2. Move logic to the query params

Don't do:

function (doc) {
  if (doc.highScore >= 1000) {
    emit(doc.highScore);
  }
}

Instead, do:

function (doc) {
  emit(doc.highScore);
}

And then query with {startkey: 1000}.

3. Use high characters for prefix search

To find every lastName that starts with an 'L', you can use the high Unicode character '\uffff':

pouch.query(viewName, {startkey: 'L', endkey: 'L\uffff'});

Or you can set inclusive_end to false:

pouch.query(viewName, {startkey: 'L', endkey: 'M', inclusive_end: false});

Both queries will do the same thing.

4. Use {} for complex key ranges

If your keys are [lastName, firstName], and you need to find everybody with the last name 'Harvey', you can do:

pouch.query(viewName, {startkey: ['Harvey'], endkey: ['Harvey', {}]});

In CouchDB collation ordering, {} is higher than everything except other objects.

For the database geeks: implementation details

If you want to know how map/reduce works in PouchDB, it's actually exceedingly easy: just open up your browser's developer tools, head over to "Resources," and see where we've created a bonus database to store the index.

One of the neat things about how we implemented map/reduce is that we managed to do it entirely within PouchDB itself. Yep, that's right: your map/reduce view is just a regular old PouchDB database, and map/reduce itself is a plugin with no special privileges, creating databases in exactly the same way a regular user would. Since the implementation sits on top of the PouchDB API, it's exactly the same for all three backends: LevelDB, IndexedDB, and WebSQL.
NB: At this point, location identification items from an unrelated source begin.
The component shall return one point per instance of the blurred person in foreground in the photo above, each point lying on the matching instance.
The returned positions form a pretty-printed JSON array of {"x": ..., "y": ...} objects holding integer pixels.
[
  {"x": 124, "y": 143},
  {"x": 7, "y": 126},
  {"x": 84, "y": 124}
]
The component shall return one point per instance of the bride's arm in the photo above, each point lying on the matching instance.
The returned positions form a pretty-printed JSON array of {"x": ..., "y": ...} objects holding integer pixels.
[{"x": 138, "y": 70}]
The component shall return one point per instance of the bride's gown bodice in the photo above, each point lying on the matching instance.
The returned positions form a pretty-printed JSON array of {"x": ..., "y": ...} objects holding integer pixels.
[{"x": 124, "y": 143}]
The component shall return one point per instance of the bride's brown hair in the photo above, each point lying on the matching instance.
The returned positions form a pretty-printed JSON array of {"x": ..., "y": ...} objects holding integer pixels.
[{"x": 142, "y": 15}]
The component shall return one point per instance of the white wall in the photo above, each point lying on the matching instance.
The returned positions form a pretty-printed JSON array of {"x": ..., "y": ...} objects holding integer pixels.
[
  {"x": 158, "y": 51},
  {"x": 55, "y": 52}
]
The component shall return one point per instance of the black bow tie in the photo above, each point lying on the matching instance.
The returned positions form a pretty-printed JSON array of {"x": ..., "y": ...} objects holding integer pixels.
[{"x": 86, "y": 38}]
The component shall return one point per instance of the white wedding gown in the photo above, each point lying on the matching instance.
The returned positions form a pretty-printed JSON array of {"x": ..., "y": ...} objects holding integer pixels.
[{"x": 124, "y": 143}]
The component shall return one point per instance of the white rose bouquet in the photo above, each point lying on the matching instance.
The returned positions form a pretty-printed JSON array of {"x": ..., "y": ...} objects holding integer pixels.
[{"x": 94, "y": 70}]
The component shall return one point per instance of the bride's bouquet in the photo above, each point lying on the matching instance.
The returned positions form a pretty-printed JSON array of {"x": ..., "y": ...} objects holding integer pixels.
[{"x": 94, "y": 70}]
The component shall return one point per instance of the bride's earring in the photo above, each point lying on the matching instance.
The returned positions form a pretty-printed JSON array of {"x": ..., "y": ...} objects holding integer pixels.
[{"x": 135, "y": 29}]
How did we pull off this trick? To be clear: it's not like we set out to make PouchDB some kind of map/reduce engine. In fact, as we were debating how to implement this feature, we originally ran on the assumption that we'd need to build additional functionality on top of PouchDB. It was only after a few months of discussions and experiments that we realized the whole thing could be done in PouchDB proper.

In the end, the only additional functionality we had to add to the main PouchDB code was a hook to tell PouchDB to destroy the map/reduce database when its parent database was destroyed. That's it.
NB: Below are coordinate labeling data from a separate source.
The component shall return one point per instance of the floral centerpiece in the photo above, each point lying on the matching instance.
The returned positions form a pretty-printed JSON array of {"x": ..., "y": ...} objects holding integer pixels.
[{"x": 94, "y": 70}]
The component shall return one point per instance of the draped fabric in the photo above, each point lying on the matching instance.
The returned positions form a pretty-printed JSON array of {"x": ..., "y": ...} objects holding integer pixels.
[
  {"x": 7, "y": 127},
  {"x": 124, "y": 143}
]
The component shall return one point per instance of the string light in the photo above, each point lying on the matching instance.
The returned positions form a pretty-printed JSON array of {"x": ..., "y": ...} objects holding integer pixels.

This technique also has a nice parallel in CouchDB: it turns out that they, too, reused the core _view code in order to write _all_docs. In CouchDB, _all_Docs is just a special kind of _view, whereas in PouchDB, we built map/reduce views on top of allDocs(). We did it backwards, but the spirit of the idea was the same.

As for the index itself, what it basically boils down to is clever serialization of arbitrary JSON values into CouchDB collation ordering – i.e. nulls before booleans, booleans before numbers, numbers before strings, strings before arrays, arrays before objects, and so on recursively. Every JSON object maps to an indexable string that guarantees the same ordering in every database backend, and we only deviate from CouchDB by using ASCII string ordering instead of ICU ordering (since that's what our backends use).
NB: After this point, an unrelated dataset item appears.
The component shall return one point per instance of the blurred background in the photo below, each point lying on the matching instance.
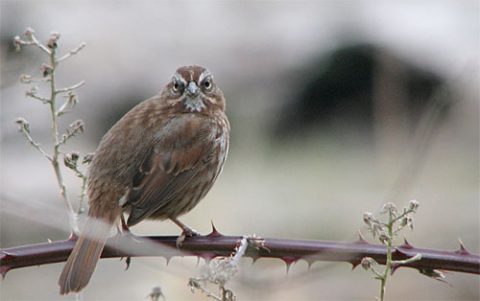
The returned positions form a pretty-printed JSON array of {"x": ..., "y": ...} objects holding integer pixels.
[{"x": 336, "y": 107}]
Then, we take this value and concatenate it with whatever else needs to be indexed (usually just the doc _id), meaning the entire lookup key is a single string. We decided on this implementation because:

  1. LevelDB does not support complex indexes.
  2. IndexedDB does support complex indexes, but not in IE.
  3. WebSQL supports multi-field indexes, but it's also a dead spec, so we're not going to prioritize it above the others.

The next part of the design was to divide the data we needed to store into two kinds of documents: 1) emitted key/values with doc IDs, which are used for querying and pagination, and 2) mappings from doc IDs to those key/values, so that we can delete or update them when their parent documents are deleted or updated. Since by design, PouchDB databases do not have multi-document transaction semantics, we implemented a task queue on top of the database to serialize writes.

Aside from that, the only other neat trick was a liberal use of _local documents, which are a special class of documents that aren't counted in the total_rows count, don't show up in allDocs, but can still be accessed using the normal put() and get() methods. This is all it takes to fully reimplement CouchDB map/reduce in a tiny JavaScript database!

Anyone interested in more implementation details can read the months-long discussions in these Github issues. The map/reduce code itself is also pretty succinct.